In a country that has been savaged by war for more than a decade, thousands of Afghans that descended upon the capital of Kabul were finally handed a reason to celebrate as Hamid Rahimi won the first ever professional boxing bout in Afghanistan.
The middleweight boxer never dreamed that he would be able to compete in the country of his birth after boxing was outlawed by the Taliban. People thought he was crazy when he said he wanted to be the first man to bring the sport to Afghanistan.
However, having worked for months to attempt to make the contest a reality, he finally achieved his dream as he claimed the WBO Inter-continental middleweight title in front of 3000 adoring fans who would have given anything to celebrate this moment.
With tickets starting at $60, the equivalent of around two weeks wages, fans were willing to sell prized possessions in order to watch the contest which was broadcast live to 52 countries.
The bout had been billed as a 'fight for peace' as Rahimi set out to bring sporting joy to a nation that has had little to celebrate, with the Afghanistan being the one shining light in the world of sport.

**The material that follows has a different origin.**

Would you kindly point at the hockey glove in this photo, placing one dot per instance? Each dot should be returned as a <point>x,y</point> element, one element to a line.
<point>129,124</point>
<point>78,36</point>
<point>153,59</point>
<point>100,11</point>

With a professional record of 21 wins in his 22 contests, Rahimi was the favourite and in front of an adoring crowd he gave a boxing lesson, eventually winning the contest by TKO in the seventh round when his opponent Said Mbelwa injured his shoulder.
"I can't even find the words to say how proud and happy I am", said Rahimi who was mobbed in the ring by fans high ranking politicians.
"This is a big day for myself and a very important day for Afghanistan, too. We managed to set a sign for peace and freedom and we showed the people - not only in my country but all over the world - that peace is worth fighting for.
"I want to tell everybody to keep on fighting for your dreams and goals. Together we can achieve big things and make the impossible happen. I thank my team and all the people who believed in me for their huge support.
"This event may be over but the fight for peace will go on. I want to encourage everybody to stand up and join us on our mission."
Rahini was born in Afghanistan but fled to America more than two decades ago and had always stated that it was his dream to be the first professional boxer to put on a show in the country of his birth.
"In Germany when I was talking to people about having a professional boxing match here they laughed at me and said, 'there's a war there, it's impossible'," said the 29-year-old.
"Today it's a start. This belt is not mine, this belt is Afghanistan's, it's yours. I love you."